Redevelopment work has begun on Singapore's Seletar airport as part of plans to transform it into a centre for business aviation and maintenance, repair and overhaul in Asia.

The Jurong Town Council, a government agency tasked with formulating a blueprint for the site and in charge of the infrastructure work, says the final plans for the new Seletar Aerospace Park will be unveiled in "two to three months" - about six months later than expected. "We took some time as we are still getting feedback from the stakeholders," says the council.

But the construction of new roads and hangars and preparatory work for an extension of the runway and new taxiways has begun.
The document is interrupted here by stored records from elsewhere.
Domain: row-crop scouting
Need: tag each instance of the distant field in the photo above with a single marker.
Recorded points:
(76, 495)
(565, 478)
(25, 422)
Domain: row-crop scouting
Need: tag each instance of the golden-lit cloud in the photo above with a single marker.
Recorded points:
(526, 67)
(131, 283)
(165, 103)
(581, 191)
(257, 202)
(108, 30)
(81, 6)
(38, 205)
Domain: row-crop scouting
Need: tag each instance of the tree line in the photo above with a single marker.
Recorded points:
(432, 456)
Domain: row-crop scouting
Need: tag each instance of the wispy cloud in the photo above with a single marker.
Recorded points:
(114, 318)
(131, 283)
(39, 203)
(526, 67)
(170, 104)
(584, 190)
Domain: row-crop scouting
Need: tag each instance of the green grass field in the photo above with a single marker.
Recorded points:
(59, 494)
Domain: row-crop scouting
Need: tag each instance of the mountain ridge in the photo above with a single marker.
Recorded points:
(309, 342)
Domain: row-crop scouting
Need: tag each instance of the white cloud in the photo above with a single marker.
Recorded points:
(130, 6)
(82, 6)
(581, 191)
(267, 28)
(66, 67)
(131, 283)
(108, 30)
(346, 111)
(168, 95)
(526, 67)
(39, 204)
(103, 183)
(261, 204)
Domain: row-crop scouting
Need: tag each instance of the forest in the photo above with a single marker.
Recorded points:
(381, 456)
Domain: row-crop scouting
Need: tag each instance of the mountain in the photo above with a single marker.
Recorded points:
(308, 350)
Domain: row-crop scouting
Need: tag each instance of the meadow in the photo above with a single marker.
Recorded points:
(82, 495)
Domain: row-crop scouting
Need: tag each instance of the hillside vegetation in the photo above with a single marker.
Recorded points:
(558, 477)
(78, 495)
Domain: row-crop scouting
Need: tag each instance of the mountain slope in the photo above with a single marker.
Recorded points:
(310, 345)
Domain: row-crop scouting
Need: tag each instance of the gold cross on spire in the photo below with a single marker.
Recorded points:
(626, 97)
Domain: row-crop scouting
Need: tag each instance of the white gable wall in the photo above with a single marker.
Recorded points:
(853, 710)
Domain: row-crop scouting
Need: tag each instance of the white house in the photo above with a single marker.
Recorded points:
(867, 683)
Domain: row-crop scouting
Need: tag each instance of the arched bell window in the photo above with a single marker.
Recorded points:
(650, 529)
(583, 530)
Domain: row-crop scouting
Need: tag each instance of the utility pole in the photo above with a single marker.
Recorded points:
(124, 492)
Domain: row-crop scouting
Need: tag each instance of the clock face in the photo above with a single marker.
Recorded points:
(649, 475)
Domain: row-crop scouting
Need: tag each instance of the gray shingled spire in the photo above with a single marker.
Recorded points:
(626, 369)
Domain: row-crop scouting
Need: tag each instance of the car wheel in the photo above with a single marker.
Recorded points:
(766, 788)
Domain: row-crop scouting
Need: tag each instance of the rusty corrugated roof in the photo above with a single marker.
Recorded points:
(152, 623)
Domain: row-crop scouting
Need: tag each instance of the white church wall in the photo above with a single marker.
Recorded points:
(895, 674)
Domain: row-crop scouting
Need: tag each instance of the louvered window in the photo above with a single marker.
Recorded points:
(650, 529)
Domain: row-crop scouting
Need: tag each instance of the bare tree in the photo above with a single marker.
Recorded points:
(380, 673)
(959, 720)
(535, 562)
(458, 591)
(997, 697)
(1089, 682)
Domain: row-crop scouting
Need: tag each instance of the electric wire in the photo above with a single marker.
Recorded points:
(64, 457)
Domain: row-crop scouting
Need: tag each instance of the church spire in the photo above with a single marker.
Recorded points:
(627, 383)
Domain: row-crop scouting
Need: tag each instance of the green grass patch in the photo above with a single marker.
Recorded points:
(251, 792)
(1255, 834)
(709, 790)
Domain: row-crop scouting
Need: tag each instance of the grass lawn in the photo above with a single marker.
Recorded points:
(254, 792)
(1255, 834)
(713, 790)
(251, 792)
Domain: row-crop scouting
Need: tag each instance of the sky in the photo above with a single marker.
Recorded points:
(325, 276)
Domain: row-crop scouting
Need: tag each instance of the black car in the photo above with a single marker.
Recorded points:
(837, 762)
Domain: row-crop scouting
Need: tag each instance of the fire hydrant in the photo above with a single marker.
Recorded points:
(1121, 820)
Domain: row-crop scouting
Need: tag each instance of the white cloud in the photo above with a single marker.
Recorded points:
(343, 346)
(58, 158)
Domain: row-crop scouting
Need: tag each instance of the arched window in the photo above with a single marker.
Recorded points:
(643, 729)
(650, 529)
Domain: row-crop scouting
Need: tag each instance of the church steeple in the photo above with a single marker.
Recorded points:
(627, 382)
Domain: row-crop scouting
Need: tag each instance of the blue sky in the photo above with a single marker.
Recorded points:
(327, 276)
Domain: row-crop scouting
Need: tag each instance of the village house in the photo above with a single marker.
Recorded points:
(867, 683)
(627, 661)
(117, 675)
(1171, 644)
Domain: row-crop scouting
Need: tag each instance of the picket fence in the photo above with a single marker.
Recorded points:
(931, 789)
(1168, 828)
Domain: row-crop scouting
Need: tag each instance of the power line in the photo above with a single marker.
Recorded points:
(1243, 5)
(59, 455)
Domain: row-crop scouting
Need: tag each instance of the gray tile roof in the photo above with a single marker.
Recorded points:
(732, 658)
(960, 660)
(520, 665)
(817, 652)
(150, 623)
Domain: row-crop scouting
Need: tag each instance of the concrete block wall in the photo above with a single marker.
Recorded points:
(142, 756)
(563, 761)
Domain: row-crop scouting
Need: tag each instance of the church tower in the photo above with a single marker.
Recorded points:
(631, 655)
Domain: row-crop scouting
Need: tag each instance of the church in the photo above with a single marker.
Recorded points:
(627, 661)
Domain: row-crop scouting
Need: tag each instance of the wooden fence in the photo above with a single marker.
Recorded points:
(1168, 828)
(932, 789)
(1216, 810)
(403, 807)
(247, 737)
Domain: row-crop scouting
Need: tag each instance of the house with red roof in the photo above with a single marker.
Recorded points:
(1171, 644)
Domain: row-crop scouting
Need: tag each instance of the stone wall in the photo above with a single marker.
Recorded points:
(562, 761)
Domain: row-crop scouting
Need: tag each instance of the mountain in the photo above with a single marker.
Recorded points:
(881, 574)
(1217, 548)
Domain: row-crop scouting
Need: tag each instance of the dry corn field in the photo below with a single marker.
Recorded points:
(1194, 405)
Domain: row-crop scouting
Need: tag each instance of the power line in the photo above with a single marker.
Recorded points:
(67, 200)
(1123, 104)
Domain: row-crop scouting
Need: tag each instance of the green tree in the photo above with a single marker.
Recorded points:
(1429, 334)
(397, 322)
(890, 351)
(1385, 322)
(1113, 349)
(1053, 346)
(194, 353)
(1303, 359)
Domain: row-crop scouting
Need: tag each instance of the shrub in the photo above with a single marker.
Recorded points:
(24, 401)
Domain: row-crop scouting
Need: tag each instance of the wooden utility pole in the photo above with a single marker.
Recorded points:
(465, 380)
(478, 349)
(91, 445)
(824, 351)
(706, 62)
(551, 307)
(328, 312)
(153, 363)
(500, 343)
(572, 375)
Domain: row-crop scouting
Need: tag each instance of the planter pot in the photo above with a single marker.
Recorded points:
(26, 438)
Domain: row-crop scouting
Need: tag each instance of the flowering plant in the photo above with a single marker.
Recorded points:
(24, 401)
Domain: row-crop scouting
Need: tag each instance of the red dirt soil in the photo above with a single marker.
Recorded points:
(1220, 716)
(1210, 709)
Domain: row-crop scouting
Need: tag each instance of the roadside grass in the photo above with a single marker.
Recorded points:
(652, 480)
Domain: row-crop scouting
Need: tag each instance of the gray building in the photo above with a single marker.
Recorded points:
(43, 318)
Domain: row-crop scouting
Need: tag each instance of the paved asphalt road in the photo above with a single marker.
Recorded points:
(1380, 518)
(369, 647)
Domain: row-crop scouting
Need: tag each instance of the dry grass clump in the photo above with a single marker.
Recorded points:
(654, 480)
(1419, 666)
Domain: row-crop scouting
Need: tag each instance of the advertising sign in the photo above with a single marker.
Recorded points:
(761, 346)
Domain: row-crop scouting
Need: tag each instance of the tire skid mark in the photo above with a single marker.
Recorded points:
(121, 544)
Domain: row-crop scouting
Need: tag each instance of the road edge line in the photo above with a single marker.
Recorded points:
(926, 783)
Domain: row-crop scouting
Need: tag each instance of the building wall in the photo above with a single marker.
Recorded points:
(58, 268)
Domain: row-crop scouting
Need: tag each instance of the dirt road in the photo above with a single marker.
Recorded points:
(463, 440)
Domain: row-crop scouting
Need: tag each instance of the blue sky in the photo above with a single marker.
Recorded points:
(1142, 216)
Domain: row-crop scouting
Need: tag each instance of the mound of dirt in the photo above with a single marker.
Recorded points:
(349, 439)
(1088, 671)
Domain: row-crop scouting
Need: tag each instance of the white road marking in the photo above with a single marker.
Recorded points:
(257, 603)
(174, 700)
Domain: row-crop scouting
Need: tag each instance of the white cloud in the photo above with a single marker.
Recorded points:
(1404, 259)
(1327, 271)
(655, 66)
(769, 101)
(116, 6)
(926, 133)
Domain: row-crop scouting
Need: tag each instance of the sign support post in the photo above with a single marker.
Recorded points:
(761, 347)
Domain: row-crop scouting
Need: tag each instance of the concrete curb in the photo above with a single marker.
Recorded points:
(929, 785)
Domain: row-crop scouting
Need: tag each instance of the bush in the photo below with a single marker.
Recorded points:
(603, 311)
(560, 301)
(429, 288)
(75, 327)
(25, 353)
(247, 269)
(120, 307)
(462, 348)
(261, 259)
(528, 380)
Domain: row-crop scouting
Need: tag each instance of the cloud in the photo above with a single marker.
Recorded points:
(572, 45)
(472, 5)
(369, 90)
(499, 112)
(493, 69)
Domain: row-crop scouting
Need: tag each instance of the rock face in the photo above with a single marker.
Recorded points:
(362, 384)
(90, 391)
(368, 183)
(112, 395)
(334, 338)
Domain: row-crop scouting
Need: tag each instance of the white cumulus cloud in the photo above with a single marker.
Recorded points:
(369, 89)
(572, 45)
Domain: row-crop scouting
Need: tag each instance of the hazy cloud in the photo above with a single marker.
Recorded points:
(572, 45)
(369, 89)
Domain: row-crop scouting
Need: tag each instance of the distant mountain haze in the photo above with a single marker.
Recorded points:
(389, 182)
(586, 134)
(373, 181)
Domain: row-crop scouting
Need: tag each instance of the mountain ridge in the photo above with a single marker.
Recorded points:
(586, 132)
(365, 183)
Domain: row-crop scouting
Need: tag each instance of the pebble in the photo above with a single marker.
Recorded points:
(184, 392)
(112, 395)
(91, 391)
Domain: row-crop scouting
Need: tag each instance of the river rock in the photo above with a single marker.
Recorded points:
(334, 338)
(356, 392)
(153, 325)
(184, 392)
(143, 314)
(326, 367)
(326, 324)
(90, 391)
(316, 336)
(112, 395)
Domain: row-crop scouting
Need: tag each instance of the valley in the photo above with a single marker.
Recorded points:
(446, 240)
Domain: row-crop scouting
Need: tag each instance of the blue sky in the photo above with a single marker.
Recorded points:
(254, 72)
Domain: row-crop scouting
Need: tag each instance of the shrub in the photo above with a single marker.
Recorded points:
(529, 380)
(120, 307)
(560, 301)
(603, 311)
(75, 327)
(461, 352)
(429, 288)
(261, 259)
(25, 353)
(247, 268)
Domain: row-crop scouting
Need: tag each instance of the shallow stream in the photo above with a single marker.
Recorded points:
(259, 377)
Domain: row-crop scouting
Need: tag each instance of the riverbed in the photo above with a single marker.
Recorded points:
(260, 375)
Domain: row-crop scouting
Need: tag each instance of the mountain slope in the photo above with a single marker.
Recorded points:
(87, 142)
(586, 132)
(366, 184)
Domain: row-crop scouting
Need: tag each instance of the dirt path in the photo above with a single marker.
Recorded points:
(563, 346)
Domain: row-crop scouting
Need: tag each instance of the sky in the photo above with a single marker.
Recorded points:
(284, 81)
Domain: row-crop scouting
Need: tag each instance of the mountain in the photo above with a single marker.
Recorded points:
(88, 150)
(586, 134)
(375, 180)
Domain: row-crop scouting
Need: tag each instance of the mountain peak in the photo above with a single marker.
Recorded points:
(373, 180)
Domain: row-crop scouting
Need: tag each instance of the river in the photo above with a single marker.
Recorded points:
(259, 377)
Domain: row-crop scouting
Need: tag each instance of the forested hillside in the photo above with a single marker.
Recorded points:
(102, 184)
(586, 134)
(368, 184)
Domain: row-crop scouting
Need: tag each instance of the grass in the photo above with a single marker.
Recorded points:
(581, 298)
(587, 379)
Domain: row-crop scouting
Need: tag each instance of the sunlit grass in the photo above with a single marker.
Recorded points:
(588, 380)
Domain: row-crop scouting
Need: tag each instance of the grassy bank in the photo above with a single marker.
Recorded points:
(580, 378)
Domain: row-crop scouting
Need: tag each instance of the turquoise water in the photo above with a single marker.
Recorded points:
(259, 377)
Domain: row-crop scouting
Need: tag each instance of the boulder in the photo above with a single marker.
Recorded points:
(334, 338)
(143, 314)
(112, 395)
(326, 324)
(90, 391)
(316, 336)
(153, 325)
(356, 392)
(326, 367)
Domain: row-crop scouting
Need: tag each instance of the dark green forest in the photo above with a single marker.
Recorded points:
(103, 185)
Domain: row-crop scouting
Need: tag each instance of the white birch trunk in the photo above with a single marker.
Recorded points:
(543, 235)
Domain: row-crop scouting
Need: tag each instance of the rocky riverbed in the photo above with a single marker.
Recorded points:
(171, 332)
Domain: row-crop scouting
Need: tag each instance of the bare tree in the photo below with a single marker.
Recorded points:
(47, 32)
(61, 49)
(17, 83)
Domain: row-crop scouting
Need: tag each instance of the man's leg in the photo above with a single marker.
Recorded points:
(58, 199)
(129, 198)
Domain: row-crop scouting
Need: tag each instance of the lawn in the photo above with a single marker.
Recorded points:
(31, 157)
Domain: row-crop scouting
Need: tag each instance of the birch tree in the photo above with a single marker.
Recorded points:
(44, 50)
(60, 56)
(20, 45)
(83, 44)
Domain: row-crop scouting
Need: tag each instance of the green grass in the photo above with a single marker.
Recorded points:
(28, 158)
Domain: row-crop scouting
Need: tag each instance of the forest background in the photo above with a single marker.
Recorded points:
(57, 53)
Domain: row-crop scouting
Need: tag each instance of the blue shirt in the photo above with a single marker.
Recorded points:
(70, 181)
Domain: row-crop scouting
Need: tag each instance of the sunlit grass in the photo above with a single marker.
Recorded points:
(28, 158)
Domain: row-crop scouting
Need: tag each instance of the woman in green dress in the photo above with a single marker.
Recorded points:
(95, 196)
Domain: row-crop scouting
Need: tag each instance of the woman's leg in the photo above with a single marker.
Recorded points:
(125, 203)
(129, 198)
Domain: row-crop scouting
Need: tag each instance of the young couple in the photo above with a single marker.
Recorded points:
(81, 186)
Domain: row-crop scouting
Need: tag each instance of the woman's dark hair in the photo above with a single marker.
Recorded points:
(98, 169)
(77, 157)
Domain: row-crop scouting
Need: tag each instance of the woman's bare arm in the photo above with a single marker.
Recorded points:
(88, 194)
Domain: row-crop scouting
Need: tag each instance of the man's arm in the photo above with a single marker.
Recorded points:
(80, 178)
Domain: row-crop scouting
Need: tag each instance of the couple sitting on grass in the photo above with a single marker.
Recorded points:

The control tower at Seletar, Singapore's first international civil airport and later a military camp, could be relocated within the airport to make way for the facilities. This would boost the site's MRO capabilities - currently, Airbus A320s can take off from Seletar only if they are empty and their fuel tanks are half full.

Over 30 aerospace companies, which include business aviation firms and MRO operators, have their offices in Seletar's hangars and barracks. Some are temporarily moving to buildings elsewhere in the airport, as their premises will be demolished as part of the redevelopment, while others are quitting Seletar altogether. Tenants at colonial era-bungalows within the camp have also been told that they have to move by the end of 2008.

Aviation schools are also on the cards, as Singapore tries to ride on the high demand for aerospace professionals. The Singapore Youth Flying Club, which trains young people for the private pilot's licence, and the Singapore Flying College, which provides ab initio training for future Singapore Airlines pilots, are currently located in Seletar.

The 140Ha (345 acre) Seletar Aerospace Park will open in phases over the next eight years, and one beneficiary of the S$60 million ($40 million) project is government-linked Singapore Technologies Aerospace (ST Aero), a subsidiary of publicly listed ST Engineering. The company, which bases its narrowbody MRO operations at Seletar, will open its third hangar at the site this week and is seeking approval for further expansion.